Thank You! All these blanks are for a friend and I do not want him to have to wait to use them. I see 'dried' blanks for sale here all the time, and I knew some body would know how to dry them.


----------



## 2feathers Creative Making (Aug 19, 2022)

djg said:


> See my previous reply. What TEMPERATURE would be safe to run? Even in a chest freezer there may be too much heat from the DH that would case problems. I'm simplifying the process using a thermostat controlled heat source.


Sorry. Apparently I skipped right over that post in my answering spree. In my defense, my breakfast appeared on the table right about then and I lost focus...
Now that I have had a moment to digest, your question that is,
@Mike1950 has gotten here first with first hand experience.

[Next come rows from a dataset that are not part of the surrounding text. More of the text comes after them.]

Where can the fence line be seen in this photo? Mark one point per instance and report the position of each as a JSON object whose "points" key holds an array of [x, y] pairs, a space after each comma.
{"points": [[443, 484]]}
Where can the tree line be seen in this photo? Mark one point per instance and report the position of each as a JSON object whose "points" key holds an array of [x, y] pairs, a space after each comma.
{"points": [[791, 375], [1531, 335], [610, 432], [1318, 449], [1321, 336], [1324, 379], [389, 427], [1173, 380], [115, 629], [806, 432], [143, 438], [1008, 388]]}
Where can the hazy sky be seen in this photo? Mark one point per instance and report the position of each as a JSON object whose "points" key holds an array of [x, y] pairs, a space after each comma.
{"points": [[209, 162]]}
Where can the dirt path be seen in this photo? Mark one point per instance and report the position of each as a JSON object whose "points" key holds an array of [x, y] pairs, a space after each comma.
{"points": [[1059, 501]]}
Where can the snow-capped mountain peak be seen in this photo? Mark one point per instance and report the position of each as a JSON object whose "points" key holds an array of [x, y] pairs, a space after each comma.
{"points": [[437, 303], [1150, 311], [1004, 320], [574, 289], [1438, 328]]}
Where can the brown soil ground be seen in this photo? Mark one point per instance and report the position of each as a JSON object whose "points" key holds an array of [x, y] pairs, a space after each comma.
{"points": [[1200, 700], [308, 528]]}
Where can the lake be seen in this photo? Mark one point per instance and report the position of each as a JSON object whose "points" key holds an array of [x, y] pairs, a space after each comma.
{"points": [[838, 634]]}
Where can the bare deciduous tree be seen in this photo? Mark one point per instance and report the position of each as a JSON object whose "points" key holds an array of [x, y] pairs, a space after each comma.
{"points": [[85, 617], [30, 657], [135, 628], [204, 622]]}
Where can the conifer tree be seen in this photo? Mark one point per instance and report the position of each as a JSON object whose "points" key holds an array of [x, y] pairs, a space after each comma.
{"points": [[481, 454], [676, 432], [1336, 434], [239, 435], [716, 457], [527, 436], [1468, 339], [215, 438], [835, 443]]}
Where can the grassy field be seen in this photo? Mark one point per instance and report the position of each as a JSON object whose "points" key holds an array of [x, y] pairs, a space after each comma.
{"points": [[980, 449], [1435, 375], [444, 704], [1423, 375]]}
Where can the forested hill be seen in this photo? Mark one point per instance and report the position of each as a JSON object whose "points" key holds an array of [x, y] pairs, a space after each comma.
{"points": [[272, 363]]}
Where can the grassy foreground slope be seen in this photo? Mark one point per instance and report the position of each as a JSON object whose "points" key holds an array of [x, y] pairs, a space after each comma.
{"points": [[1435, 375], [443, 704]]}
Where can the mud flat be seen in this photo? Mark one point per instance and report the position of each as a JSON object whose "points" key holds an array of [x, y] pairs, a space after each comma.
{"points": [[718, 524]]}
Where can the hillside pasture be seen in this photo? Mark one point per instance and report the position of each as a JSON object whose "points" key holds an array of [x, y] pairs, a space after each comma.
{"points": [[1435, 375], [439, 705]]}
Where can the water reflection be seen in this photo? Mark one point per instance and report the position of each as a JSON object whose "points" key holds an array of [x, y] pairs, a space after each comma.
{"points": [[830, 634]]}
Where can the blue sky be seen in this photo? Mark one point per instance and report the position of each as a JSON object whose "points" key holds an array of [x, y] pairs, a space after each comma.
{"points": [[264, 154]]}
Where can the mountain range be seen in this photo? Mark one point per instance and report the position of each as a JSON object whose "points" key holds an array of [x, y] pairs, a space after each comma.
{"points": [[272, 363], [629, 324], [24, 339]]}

Using a Small Scale Dehumidification Kiln


Saving money by drying your lumber may not be the answer for every woodworker, but the basics shown here demonstrate that it is within the reach and skills of the average person.




www.rockler.com




This article has a basic schedule, the sizing will need adjusted to your personal kiln. But the information is intact and seems to agree with Mike so it is likely accurate. (Yes, I meant to imply that if it doesn't agree with what Mike is doing, it is likely mistaken or at least over complicated)

Reactions: Thank You! 2


----------



## Mike1950 (Aug 19, 2022)

2feathers Creative Making said:


> Sorry. Apparently I skipped right over that post in my answering spree. In my defense, my breakfast appeared on the table right about then and I lost focus...
> Now that I have had a moment to digest, your question that is,
> @Mike1950 has gotten here first with first hand experience.
> 
> ...


Thanks. It is simple and most way overthink it. Isulated box, dehumidifier, box fan, cheap indor outdoor thermometer. Vent box. Maybe supplental heat if you load in middle of winter to get going. Mine dries 2500 lbs of burl slabs in 6 weeks.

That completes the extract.